The NYT editorializes on the just-released April 2010-July 2011 census data that shows a notable slow-down in exurban growth as urban growth increased. Pointing to the problems that accompanied America's embrace of sprawl, they welcome the change.
The editors note that despite the upturn in the economy, the sprawling growth patterns have not returned.
The demographic data showing "peak exurban growth" in 2006 mentioned below correlates with "peak oil consumption" in 2007 and "peak vehicle miles driven".
"For generations, Americans have migrated ever outward from city centers, pulled by affordable housing to places where long commutes were possible because of cheap gasoline.
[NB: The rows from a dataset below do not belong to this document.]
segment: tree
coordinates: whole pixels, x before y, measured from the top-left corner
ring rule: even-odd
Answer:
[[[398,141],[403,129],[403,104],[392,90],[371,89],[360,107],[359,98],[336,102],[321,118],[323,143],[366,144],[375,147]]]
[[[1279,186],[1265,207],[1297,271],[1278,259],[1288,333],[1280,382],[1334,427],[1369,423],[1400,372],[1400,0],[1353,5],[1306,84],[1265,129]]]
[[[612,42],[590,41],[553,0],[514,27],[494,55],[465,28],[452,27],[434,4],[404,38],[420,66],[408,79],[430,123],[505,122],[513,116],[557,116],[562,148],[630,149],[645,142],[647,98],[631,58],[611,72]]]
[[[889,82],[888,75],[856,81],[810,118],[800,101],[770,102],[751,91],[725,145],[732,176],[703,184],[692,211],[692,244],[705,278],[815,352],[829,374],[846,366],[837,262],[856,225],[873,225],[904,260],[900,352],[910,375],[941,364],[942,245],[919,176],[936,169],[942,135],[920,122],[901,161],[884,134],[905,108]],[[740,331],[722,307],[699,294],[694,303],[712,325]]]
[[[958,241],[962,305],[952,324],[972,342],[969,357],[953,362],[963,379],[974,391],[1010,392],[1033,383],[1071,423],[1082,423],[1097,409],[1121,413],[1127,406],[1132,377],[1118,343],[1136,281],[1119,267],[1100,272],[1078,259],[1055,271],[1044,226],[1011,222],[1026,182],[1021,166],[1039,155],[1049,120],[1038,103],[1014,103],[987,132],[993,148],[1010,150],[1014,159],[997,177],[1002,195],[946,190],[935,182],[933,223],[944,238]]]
The costs of such migration - in traffic congestion, environmental degradation and increasing addiction to fossil fuels - were played down or ignored.
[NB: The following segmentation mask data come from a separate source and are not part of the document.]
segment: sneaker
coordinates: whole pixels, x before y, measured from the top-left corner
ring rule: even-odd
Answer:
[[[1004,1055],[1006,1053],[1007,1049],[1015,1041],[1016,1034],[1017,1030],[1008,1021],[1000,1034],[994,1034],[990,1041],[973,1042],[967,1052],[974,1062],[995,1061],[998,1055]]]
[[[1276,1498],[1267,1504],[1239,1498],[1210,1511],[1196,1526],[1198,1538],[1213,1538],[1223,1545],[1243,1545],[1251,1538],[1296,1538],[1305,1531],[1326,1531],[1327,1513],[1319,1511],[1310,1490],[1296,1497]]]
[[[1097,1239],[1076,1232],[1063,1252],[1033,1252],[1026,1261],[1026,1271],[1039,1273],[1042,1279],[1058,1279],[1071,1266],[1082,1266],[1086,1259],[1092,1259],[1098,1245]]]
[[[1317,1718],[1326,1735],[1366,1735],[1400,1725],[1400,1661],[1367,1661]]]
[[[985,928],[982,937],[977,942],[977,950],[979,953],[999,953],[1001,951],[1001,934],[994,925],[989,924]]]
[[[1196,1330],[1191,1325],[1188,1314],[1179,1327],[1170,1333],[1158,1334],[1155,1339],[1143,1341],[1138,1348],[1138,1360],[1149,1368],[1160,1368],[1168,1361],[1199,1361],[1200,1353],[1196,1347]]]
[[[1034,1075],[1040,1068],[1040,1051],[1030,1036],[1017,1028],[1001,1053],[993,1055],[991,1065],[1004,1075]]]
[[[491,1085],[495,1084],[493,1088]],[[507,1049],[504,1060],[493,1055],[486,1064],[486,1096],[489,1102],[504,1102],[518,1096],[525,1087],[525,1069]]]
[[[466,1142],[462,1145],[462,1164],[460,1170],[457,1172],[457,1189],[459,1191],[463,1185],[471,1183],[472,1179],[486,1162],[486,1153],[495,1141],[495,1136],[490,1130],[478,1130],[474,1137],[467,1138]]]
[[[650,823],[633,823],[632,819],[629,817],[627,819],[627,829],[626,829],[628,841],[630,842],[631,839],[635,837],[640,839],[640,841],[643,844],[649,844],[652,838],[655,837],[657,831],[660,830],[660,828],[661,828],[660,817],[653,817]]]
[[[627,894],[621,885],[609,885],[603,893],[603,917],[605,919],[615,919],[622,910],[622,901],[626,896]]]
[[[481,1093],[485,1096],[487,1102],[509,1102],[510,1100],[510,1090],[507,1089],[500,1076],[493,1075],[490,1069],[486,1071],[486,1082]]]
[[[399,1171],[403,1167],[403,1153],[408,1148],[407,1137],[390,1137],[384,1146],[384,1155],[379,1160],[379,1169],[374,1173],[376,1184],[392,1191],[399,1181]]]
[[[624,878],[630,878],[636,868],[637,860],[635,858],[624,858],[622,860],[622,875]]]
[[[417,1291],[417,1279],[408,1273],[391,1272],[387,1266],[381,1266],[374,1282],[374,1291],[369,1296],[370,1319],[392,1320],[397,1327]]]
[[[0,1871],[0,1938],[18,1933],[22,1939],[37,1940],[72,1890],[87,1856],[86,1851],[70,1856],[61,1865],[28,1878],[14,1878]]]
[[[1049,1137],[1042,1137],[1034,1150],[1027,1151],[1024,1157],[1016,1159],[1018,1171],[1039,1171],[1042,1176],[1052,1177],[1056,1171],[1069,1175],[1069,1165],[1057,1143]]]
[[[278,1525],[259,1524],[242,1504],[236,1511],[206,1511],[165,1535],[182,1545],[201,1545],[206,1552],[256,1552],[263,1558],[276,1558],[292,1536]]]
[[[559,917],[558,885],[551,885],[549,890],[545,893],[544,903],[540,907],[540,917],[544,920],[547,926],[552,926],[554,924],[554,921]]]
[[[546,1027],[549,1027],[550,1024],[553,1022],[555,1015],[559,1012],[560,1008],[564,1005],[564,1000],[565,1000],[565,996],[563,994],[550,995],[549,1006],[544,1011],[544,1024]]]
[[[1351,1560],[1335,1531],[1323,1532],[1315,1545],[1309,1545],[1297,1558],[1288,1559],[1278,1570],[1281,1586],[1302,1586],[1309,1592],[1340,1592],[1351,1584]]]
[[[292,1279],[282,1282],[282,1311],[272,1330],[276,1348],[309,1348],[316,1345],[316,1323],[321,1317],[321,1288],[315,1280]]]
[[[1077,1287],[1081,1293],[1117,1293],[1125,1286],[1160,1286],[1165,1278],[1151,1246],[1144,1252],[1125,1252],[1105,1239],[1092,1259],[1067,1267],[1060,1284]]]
As a demographer, William Frey of the Brookings Institution, told The Times recently, exurbs were once the "cutting edge" of growth, but no more. "That growth has really come to a standstill," he said, "and is maybe being given up for dead at this point." His analysis of data found that the country's outer suburbs grew by only 0.4 percent in the fiscal year ended in July, down from 1 percent the same period before. It peaked, in 2006, above 2 percent.
The Census Bureau also recently reported that America's urban population increased by 12.1 percent from 2000 to 2010, faster than the nation's overall growth rate of 9.7 percent. The exurban tide may be receding."